Experten uneins über Wirkung der Verlängerung von Kurzarbeit

Experten uneins über Wirkung der Verlängerung von Kurzarbeit
Die Koalitionsspitzen wollen über eine Verlängerung der Kurzarbeit in der Corona-Krise entscheiden. Gewerkschaftsnahe Experten halten das für gut, während das Institut der Wirtschaft zielgenauere Hilfen für die Unternehmen fordert.

Düsseldorf, Köln (epd). Die Pläne der Regierungskoalition zur Verlängerung des Kurzarbeitergeldes während der Corona-Krise stoßen bei Wirtschafts-Experten auf gegensätzliche Einschätzungen. Der wissenschaftlicher Direktor des Instituts für Makroökonomie und Konjunkturforschung (IMK) der gewerkschaftsnahen Hans-Böckler-Stiftung, Sebastian Dullien, unterstützte die Pläne. "Bestimmte Branchen und Unternehmen werden weiter unter mangelndem Umsatz leiden, auch wenn ihr Geschäftsmodell eigentlich gesund ist", sagte er dem Evangelischen Pressedienst (epd). Kurzarbeit helfe, wertvolle Wirtschaftsstrukturen durch die Krise zu bringen und Beschäftigung zu sichern.

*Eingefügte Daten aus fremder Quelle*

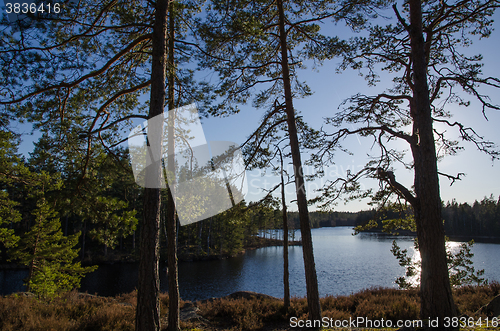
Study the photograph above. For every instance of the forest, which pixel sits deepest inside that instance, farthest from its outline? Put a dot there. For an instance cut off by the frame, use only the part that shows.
(90, 76)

Demgegenüber kritisierte der Direktor des Instituts der deutschen Wirtschaft (IW), Michael Hüther, die geplante Verlängerung als voreilig und sagte der "Rheinischen Post" (Montag): "Ich sehe jetzt keinen Entscheidungsdruck." Die Kurzarbeitszahlen gingen zurück und die Konjunkturdaten besserten sich, erklärte Hüther und forderte zielgenaue Hilfen für Unternehmen.

Die Koalitionsspitzen wollen am Dienstag über Vorschläge von Bundesarbeitsminister Hubertus Heil (SPD) beraten, wie das Bundesarbeits- und -wirtschaftsministerium am Montag in Berlin bestätigten. Heil will die Laufzeit für Kurzarbeit um ein Jahr auf zwei Jahre verlängern und sieht sich darin von Bundeskanzlerin Angela Merkel (CDU) und dem CSU-Vorsitzenden Markus Söder unterstützt, wie er der "Frankfurter Allgemeinen Zeitung" (Montag) sagte. Außerdem will Heil den erleichterten Zugang zu Kurzarbeit und die Aufstockung des Kurzarbeitergeldes bis ins Jahr 2021 verlängern. Bisher gelten die Änderungen bis Ende dieses Jahres.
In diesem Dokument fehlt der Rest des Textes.